Google is under fire–with antitrust claims levied from a handful of competitors. What the cries of monopoly and investigations into business practices fail to address though is that being dominant isn’t all bad.
My PCWorld colleague David Coursey points out “Nobody seems to have forced anyone, at least not large numbers of people, to use Google search. Nor have I seen allegations of people forced at gunpoint to use Google AdWords for their promotions.”
So, Google isn’t being accused—at least not yet–of any sort of extortion or unfair business practices. Competitors are just upset that Google has won so much of the market. Google’s dominant position is one of the main ingredients in its recipe for success. Let’s take a look at how Google’s “monopoly” is beneficial.
1. The more search traffic Google gets, the better it is able to tune and improve its search algorithms–returning more relevant results, faster. The US Department of Justice said as much in approving the Bing-Yahoo partnership and citing why it’s good for competition.
2. Improved search results yields improved ad targeting. Improved ad targeting is better for advertisers because it gets their message in front of the right audience, and it provides a better value for users because the ads they see are more likely to be relevant to their search, and hence their interests.
3. Google’s dominance across multiple areas–search, advertising, and mapping–puts it in a unique position to correlate that data and provide new opportunities for businesses to target advertising on a localized level.
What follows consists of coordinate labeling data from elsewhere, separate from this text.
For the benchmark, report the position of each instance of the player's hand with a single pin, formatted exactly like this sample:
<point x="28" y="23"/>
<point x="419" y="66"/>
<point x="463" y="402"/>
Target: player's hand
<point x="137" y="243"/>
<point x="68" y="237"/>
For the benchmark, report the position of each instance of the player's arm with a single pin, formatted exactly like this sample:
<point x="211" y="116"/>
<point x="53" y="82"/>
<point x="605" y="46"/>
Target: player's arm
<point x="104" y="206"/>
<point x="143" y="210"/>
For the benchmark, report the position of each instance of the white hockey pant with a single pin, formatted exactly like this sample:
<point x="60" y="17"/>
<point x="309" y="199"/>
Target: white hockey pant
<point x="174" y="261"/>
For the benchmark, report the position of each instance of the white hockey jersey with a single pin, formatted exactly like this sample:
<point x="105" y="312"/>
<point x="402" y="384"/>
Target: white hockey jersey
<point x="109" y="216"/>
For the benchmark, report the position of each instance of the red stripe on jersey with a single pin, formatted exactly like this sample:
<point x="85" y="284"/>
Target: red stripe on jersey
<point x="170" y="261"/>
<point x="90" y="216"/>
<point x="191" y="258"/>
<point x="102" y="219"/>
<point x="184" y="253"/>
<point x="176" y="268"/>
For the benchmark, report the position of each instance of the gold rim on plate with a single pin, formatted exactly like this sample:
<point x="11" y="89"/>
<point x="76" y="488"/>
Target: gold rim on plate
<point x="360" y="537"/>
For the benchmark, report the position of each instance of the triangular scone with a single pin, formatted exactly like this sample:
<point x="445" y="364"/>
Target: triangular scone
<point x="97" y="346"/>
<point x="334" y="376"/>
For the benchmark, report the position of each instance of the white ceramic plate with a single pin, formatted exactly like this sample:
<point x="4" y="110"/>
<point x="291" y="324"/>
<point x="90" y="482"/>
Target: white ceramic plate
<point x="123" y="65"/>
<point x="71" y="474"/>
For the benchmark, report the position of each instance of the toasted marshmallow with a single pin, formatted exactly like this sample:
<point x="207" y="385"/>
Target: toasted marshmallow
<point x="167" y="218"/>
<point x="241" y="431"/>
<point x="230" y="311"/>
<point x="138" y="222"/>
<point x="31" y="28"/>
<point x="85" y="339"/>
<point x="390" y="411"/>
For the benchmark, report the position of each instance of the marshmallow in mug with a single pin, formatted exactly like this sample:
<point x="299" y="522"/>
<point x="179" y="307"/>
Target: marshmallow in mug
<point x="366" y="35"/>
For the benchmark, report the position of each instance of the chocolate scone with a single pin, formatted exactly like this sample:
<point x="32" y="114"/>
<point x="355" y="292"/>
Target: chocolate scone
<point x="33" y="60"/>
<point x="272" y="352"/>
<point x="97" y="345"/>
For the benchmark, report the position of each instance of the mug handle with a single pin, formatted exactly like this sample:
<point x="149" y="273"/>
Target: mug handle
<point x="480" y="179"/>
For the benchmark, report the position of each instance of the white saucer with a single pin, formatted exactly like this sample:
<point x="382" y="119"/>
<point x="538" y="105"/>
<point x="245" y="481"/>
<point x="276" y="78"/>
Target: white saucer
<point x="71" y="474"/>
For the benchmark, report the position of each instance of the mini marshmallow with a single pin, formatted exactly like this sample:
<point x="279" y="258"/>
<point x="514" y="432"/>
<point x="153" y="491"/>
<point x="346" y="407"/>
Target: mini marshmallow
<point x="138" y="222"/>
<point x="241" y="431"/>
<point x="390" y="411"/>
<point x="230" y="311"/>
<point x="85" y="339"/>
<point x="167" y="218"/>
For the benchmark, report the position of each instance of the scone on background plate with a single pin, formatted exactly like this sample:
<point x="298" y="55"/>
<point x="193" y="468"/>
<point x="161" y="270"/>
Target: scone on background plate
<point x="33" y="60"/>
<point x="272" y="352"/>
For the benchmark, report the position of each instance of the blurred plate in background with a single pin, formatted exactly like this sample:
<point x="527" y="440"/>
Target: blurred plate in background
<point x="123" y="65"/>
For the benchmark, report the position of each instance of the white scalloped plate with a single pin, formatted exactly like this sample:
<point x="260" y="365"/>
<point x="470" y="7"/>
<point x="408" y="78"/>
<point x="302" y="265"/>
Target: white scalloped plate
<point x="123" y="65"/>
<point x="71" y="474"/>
If users didn’t prefer Google, it wouldn’t be as successful as it is, and it wouldn’t hold the market share(s) that it does. If users didn’t prefer Google, advertisers wouldn’t flock to jump on the AdWords bandwagon to take advantage of the huge search audience. Google’s success is a vicious circle.
Unfortunately, free market capitalism is like physics. The Newtonian laws of physics you learned in fourth grade make sense based on observation: an object at rest stays at rest, a reaction has an equal and opposite reaction, etc. However, at a certain point those laws no longer apply and the world of physics behaves differently than expected.
The idea that businesses should be allowed to operate free of governance or oversight, and that the ability of the market to choose will fuel competition and level the playing field works to a certain point. However, when a company is so successful in the free market that it achieves a dominant stake, it becomes a victim of its own success and intervention is required to open the market to competition once again.
Coursey also notes “Google is a dominant player because it’s done an excellent job of meeting customer needs. Its success is built upon customer acceptance, as well as perhaps the desire of the marketplace to standardize around a single search engine that we all use.”
Unfortunately for Google, Microsoft, and any other company that is “too successful”–regardless of how fairly they achieved that status–the world of free market capitalism requires that there be some competition in the market.
The world abhors a monopoly, no matter how legitimate, but competitors need to understand that the market will still choose and they can’t litigate their way to the top.